Natalia Ye-Granda (born 19 May 2008) is an American rhythmic gymnast. She represents the United States in international competitions as a member of the national group.

== Biography ==
In 2021 Ye-Granda participated in the Irina Cup in Warsaw, being 14th among juniors. At the USA Gymnastics Championships she was 17th in the All-Around.

In 2023 she competed at Miss Valentine in Tartu, winning bronze in the All-Around and gold with hoop and with ribbon among gymnasts born in 2008. In June she was 10th overall at nationals and was named part of the national team.

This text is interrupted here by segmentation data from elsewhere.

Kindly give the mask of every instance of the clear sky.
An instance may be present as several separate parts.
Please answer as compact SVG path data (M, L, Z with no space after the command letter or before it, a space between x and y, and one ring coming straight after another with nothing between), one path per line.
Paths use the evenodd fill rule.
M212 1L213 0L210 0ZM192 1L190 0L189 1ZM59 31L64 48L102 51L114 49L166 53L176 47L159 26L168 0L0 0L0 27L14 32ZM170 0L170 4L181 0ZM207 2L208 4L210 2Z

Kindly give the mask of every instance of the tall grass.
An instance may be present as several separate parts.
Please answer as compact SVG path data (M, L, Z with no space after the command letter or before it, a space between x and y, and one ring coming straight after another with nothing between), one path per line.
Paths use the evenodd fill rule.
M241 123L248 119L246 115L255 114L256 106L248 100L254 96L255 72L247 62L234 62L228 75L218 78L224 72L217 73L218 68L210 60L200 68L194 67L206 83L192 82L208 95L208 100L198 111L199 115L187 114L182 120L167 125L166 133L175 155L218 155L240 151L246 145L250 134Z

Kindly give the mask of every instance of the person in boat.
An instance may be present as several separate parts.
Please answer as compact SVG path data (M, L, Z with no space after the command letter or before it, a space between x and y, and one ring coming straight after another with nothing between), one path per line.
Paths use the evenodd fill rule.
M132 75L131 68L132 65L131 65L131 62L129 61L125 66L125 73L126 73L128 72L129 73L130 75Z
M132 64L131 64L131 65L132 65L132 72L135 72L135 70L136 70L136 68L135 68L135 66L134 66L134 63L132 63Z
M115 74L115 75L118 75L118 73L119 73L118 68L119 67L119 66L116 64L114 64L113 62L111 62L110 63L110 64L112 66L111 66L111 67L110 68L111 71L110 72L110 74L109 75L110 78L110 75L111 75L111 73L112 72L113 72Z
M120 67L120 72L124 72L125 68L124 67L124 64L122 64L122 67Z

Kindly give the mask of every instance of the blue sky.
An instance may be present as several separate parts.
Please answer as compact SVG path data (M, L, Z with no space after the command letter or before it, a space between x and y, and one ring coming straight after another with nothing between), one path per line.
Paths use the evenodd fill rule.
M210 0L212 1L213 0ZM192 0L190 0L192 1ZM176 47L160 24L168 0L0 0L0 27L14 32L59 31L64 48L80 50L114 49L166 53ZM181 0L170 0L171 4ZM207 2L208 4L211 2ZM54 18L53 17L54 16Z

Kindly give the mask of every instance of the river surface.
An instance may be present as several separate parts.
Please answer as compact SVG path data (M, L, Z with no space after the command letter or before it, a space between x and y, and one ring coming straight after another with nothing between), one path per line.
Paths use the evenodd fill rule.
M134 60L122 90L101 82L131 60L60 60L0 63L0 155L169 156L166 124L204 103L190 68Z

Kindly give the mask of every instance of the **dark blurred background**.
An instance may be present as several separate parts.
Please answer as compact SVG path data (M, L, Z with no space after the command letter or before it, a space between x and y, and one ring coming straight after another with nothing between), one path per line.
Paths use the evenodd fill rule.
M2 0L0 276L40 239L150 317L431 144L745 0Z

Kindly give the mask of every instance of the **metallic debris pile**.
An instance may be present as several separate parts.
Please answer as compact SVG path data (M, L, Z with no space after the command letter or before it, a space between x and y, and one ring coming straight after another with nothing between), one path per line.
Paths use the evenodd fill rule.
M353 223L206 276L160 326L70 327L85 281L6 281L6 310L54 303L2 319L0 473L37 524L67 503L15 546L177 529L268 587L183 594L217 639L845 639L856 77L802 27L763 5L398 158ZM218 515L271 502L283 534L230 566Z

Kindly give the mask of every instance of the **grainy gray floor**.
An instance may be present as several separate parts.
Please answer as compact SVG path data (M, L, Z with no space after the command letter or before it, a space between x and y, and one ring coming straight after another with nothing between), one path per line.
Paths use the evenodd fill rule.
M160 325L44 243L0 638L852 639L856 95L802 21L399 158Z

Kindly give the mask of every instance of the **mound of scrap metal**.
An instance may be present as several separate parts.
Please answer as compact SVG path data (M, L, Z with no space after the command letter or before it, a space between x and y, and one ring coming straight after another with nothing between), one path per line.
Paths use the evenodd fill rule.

She became a senior in 2024 and in September, after the members of the previous group retired, she was called up to form the new senior group under the orders of Kamelia Dunavska and Margarita Mamzina.

The new group made its debut at the Friendship Cup in Alkmaar, winning gold overall. At the World Cup in Sofia they finished 10th overall, 12th with 3 balls & 2 hoops and 8th with ribbons. In Baku they were 11th in the All-Around, 13th with 5 ribbons and 9th in the mixed event. At the Portimão World Challenge Cup they were 5th overall, winning bronze with 5 ribbons and silver with 3 balls & 2 hoops. In June she participated in the Pan American Championships in Asunción, winning bronze in the All-Around and with 5 ribbons as well as silver in the mixed event. In July she performed at the World Cup in Milan, being 13th in the All-Around, 10th with 5 ribbons and 14th with 3 balls & 2 hoops. A week later the group participated in the stage in Cluj-Napoca, finishing 10th overall, 10th with 5 ribbons and 12th in the mixed event. She was then selected for the World Championships in Rio de Janeiro along Kalina Trayanov, Anabella Hantov, Greta Pavilonyte, Alaini Spata and Goda Balsys.